Of course, I didn’t know this when I was sipping a near beer at Cosimo’s in the summer of 2001. The 20th Century was still clear in my own rearview mirror and 9/11 was not anywhere on my horizon. The day that we danced at Ernie K-Doe’s funeral I was supposed to attend a luncheon at the Association of Alternative Newspapers’ convention at a big hotel on Canal Street. The keynote speaker was Oliver Stone, director o f the movie JFK. (In the screen version, Stone cast comedian John Candy as Dean Andrews.) My plan was to collar Stone, after his speech, and ask him if he needed a researcher on another one of his projects, a film about the assassination of the Rev. Martin Luther King Jr., which still remains dormant. Instead, I opted to dance at a New Orleans musician’s funeral.

The jukebox selection at Cosimo’s even nowadays tends more towards Frank Sinatra. Still I image that K-Doe’s one hit, Mother-in-Law, might have been playing on a sultry New Orleans’ night more than 40 years ago, when Clay Shaw and David Ferrie partied and plotted down on Burgundy Street.

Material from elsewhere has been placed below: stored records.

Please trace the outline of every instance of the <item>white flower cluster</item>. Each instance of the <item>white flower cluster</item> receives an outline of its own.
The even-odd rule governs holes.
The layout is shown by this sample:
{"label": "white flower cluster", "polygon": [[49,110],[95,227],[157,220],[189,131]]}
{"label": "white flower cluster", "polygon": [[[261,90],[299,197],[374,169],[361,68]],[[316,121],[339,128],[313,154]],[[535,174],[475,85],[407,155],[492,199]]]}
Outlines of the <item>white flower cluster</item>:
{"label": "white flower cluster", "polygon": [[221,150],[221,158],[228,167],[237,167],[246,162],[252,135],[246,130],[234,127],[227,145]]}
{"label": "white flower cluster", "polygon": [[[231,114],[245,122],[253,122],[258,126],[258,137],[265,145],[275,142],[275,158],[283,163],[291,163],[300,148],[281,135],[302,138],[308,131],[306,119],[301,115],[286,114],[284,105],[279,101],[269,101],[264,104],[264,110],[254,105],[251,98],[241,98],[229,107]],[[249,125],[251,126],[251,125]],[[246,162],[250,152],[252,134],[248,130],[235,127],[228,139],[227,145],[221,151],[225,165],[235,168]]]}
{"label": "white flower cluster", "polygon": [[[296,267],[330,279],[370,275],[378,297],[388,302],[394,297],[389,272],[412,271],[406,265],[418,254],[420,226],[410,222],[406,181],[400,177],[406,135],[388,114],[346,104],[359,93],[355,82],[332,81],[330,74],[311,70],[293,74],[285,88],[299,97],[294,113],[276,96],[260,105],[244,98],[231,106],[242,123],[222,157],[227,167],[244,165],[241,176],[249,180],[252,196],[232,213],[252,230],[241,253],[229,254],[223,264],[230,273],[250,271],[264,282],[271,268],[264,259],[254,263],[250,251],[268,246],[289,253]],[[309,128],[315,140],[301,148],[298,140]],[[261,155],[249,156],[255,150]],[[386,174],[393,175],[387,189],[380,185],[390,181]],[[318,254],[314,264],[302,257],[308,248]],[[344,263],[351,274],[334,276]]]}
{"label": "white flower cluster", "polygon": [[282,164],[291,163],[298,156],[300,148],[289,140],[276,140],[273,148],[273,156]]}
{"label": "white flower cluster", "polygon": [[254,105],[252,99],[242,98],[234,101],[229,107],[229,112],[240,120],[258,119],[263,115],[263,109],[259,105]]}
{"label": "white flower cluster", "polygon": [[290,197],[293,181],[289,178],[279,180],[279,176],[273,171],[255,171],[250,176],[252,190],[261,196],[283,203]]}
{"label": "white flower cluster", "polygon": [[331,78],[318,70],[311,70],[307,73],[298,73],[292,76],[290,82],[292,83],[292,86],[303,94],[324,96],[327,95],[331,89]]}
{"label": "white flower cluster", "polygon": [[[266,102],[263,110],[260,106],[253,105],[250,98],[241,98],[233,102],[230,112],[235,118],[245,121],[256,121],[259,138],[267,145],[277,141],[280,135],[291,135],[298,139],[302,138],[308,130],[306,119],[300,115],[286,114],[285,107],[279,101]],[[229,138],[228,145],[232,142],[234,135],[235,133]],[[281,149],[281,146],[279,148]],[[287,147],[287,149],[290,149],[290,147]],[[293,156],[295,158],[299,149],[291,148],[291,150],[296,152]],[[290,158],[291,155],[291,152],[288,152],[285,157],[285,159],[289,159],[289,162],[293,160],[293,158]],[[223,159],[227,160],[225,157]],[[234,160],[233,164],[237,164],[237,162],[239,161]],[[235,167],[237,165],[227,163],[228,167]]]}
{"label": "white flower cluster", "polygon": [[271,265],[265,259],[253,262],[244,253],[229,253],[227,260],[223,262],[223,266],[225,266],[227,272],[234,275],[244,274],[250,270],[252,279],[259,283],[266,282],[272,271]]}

Ernie K-Doe and Oliver Stone unwittingly conspired to bring me to that bar stool at Cosimo’s on a hot summer’s day. You could call it a random convergence or something more fatalistic. However you choose to spin it, it’s funny how you can be standing in the wake of history and not even know it until long after you’re immersed by a wave of time.

Come to think of it, I guess that’s what history is.